One day, as Eleanor Anderson waited for her husband and her two dogs in the Difficult Run parking lot just off of Georgetown Pike, she watched as a small white sedan traveling east on the Pike came to a screeching halt right in front of her. When Anderson turned to see what had stopped the car dead in its tracks, she saw a tractor-trailer truck that had lost control in a tight turn on the opposite side of the road — sending the back end of the truck to rest in the eastbound lane.
"The driver of that white sedan narrowly escaped being crushed underneath the body of that tractor-trailer truck," said Anderson, addressing the Fairfax County Board of Supervisors at a public hearing held Monday, Oct. 23. "Along this portion of the Pike, there are many such turns."
At its meeting, the supervisors held a public hearing on a proposal to prohibit through truck traffic on Georgetown Pike as part of its Residential Traffic Administration Plan. Dranesville District Supervisor Joan DuBois pushed for the proposal after hearing from numerous citizens concerned about traffic safety on Virginia's first Historic and Scenic Byway.
Anderson and three other Great Falls residents testified in favor of the proposal at the hearing. John Fennell said, that as his house lies right on Georgetown Pike, he has witnessed countless accidents and safety hazards.
"Georgetown Pike is very dear to my heart and very near to my home," said Fennell.
Like Anderson, he also saw a near-fatality near the intersection of the Difficult Run parking lot and Georgetown Pike. In that case, Fennell watched as a car was trapped in between the guard rail and a tractor-trailer truck.
"The tractor-trailer was wedged just underneath their windshield post," said Fennell.
IT WAS THIS EXACT accident that first spurred DuBois into action.
"That gentleman called me, and he is the one who really prompted me to look at this," said DuBois. "He was one of those victims where there was not enough room for him and the tractor-trailer."
DuBois asked both the Great Falls Citizens Association and the McLean Citizens Association to advise her of their positions on the matter, and was further motivated by the unanimous support of both organizations.
Fennell also noted that any time there is an accident on Georgetown Pike, it causes horrific traffic congestion.
"The road is closed and it's very difficult to find alternate routes," said Fennell.
He added that he frequently sees both trucks and cars crossing over the double yellow lines dividing the winding two-lane road.
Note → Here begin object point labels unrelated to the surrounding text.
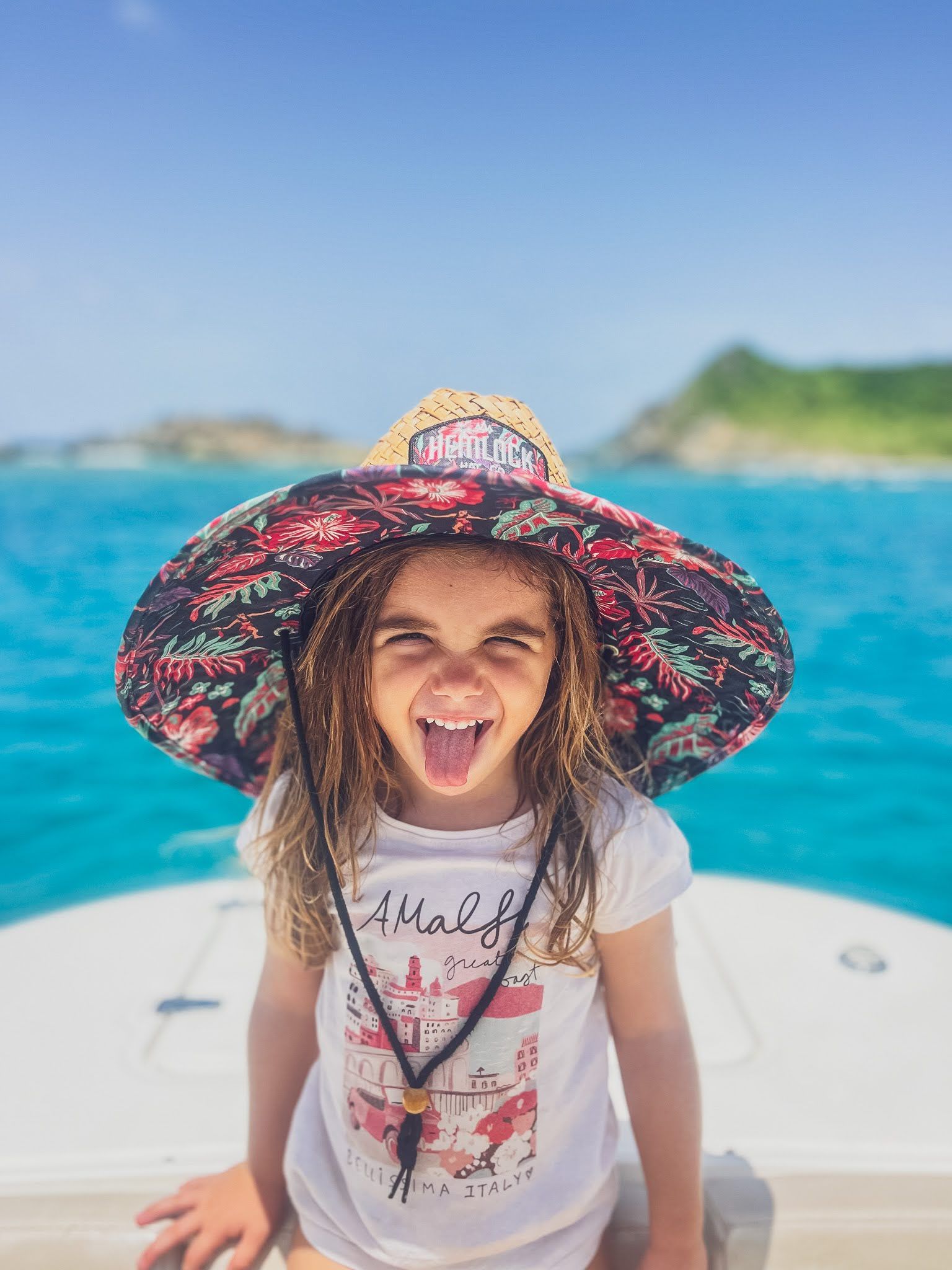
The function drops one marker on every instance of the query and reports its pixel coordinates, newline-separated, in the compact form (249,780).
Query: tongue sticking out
(448,755)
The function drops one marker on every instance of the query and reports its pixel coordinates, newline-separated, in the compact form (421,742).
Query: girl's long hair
(564,752)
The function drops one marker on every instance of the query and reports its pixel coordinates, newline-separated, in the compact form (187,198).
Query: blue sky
(327,210)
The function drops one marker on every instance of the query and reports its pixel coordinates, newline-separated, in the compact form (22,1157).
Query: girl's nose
(457,676)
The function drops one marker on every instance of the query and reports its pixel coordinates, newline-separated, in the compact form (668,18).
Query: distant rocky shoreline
(247,440)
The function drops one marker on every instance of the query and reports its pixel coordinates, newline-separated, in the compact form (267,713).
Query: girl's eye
(414,636)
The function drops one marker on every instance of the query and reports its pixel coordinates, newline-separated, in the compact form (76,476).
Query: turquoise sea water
(847,789)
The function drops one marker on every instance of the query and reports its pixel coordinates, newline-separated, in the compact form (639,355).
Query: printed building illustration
(425,1018)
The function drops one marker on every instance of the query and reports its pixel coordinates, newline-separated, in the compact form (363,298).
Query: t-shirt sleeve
(260,818)
(645,864)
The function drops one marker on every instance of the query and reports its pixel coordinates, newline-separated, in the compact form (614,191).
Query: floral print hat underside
(696,659)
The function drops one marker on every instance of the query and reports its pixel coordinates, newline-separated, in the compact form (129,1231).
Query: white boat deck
(822,1028)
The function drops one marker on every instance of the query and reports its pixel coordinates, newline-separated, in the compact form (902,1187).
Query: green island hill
(746,409)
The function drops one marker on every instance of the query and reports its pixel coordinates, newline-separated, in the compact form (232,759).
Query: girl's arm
(245,1203)
(282,1044)
(662,1085)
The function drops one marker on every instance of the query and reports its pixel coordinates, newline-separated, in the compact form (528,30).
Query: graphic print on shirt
(482,1122)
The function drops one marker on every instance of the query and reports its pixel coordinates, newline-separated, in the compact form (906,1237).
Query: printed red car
(382,1119)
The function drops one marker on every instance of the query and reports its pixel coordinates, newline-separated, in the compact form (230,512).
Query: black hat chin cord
(412,1127)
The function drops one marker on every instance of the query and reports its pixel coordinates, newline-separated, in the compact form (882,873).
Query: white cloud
(136,14)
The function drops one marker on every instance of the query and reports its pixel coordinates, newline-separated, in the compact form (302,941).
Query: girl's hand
(691,1258)
(209,1212)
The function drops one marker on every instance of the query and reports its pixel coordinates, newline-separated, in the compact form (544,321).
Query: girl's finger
(202,1249)
(248,1249)
(175,1233)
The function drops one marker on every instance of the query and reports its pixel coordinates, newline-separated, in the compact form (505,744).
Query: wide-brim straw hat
(695,658)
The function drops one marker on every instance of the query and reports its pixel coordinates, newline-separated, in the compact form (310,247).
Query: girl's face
(457,641)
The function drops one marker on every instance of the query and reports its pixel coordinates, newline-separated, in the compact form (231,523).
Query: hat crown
(467,430)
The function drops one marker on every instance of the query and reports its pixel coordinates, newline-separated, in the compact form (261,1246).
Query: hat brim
(696,659)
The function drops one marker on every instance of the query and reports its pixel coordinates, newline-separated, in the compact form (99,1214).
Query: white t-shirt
(516,1169)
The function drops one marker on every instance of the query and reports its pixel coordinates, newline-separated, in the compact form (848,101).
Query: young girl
(466,878)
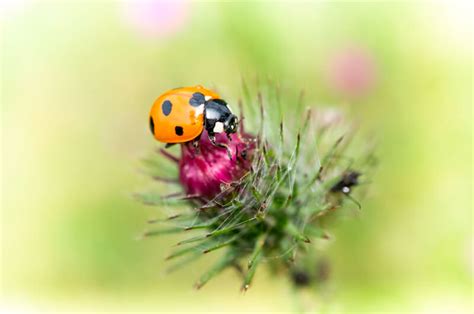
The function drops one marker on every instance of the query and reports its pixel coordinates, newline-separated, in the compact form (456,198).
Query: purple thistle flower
(267,203)
(203,171)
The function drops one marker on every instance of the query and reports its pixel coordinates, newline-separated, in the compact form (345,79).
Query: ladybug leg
(212,138)
(196,144)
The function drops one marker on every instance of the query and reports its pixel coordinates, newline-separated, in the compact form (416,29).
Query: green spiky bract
(276,211)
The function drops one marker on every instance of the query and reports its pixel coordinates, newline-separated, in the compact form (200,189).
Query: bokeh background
(78,79)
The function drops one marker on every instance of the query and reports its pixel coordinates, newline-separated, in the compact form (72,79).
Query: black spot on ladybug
(197,100)
(166,107)
(152,126)
(178,130)
(220,102)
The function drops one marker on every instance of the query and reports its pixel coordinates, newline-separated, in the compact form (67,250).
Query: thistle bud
(204,170)
(263,201)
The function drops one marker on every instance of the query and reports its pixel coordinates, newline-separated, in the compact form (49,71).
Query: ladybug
(180,115)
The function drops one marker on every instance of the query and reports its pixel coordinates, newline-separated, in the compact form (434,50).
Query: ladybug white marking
(219,127)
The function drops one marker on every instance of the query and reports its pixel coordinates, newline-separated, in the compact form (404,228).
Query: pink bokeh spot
(156,18)
(351,72)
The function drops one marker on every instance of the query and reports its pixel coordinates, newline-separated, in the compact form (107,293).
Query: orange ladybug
(180,115)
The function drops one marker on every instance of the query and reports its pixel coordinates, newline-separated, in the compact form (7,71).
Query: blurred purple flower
(351,72)
(156,18)
(203,172)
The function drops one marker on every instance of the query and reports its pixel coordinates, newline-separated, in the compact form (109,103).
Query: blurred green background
(78,79)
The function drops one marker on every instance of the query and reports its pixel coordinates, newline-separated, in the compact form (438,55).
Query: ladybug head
(230,124)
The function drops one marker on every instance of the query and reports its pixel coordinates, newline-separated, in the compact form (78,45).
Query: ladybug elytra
(180,115)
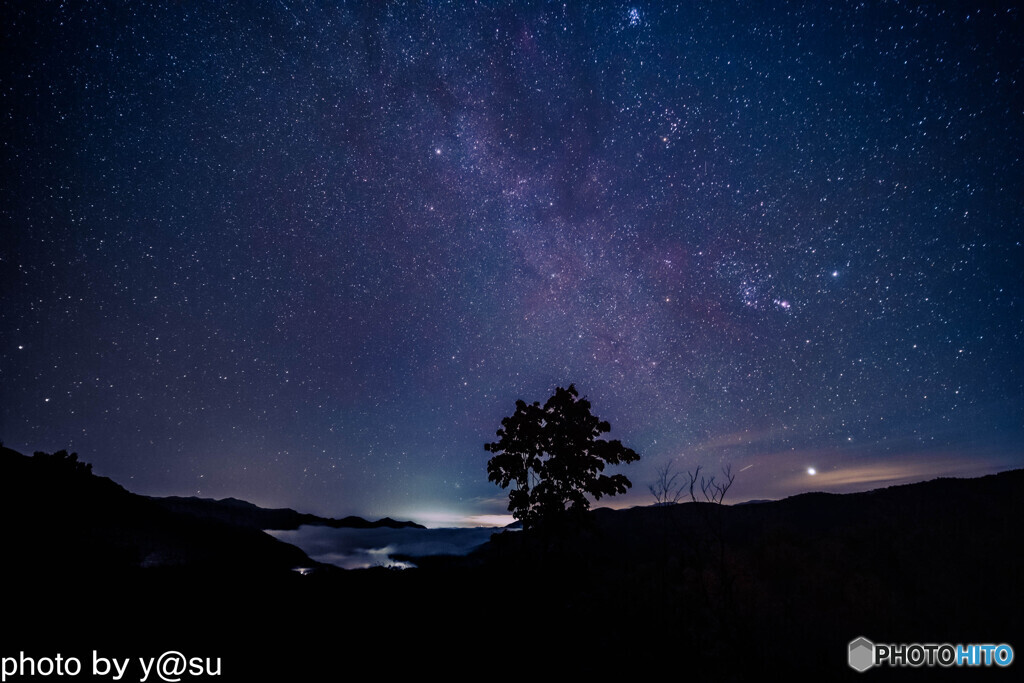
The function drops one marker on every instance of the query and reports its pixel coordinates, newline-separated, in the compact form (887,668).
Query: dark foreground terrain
(696,591)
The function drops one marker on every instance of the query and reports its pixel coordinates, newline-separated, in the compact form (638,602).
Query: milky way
(310,254)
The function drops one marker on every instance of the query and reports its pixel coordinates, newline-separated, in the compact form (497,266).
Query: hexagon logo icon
(861,653)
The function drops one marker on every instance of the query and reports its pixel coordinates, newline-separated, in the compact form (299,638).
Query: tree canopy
(554,458)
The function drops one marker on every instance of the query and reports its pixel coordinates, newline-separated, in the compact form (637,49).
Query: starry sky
(311,253)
"When I was on the way here I counted four cars crossing over the yellow lines, and trucks do it all the time," he said.
Great Falls resident Lisa Tofil spoke at the hearing on behalf of the Great Falls Citizens Association. Tofil pointed out that it is not just the stretch of Georgetown Pike from the Capital Beltway to Old Dominion Road that is dangerous, but rather the whole length of the road from the Capital Beltway to Leesburg Pike.
"There have been 1,111 reported accidents on the Pike in the last five years," said Tofil. "Of those there were 319 injuries and two fatalities, one of which took place this year, and my understanding is that it was in between Springvale and Route 7."
The Great Falls Citizens Association also asked local police to take a survey of daily eastbound traffic passing through the heart of Great Falls , just near the Great Falls Village Center. According to Tofil, police reported through-traffic consisting of 46 trucks and buses and 23 tractor-trailers. In addition, the average speed of these vehicles was 46 miles per hour, which is 11 miles above the posted speed limit of 35. Police also said that 96 percent of the vehicular traffic passing by the Village Center was traveling above the speed limit.
"When you have all these cars and trucks and buses speeding on a dangerous road, it's just a recipe for disaster," said Tofil.
RESIDENT Paul Anderson spoke on behalf of Eleanor Weck, president of Great Falls Trailblazers, an 700-member organization that is dedicated to making Great Falls or more walk-able and ride-able community. Anderson read from Weck's written testimony which stated that, as Virginia's first Historic and Scenic Byway and the "main street of Great Falls," Georgetown Pike "defines the character of our semi-rural, low density community."
"The tractor-trailer restriction will significantly add to the safety of non-motorized traffic along the Pike," wrote Weck.
Fairfax County staff, represented by Doug Hanson, senior transportation planner for the Virginia Department of Transportation (VDOT), also advised the Board of Supervisors to approve the proposal. Hanson said that the proposal will not restrict tractor-trailer traffic that has a legitimate end point on the road, such as trucks delivering to Safeway or other Village Center businesses. He added that the current policy also does not set any restrictions by weight.
"It would not prohibit vans and things like that, but is targeted at trucks of a semi-tractor-trailer type of nature," said Hanson.
The supervisors voted unanimously to approve the proposal.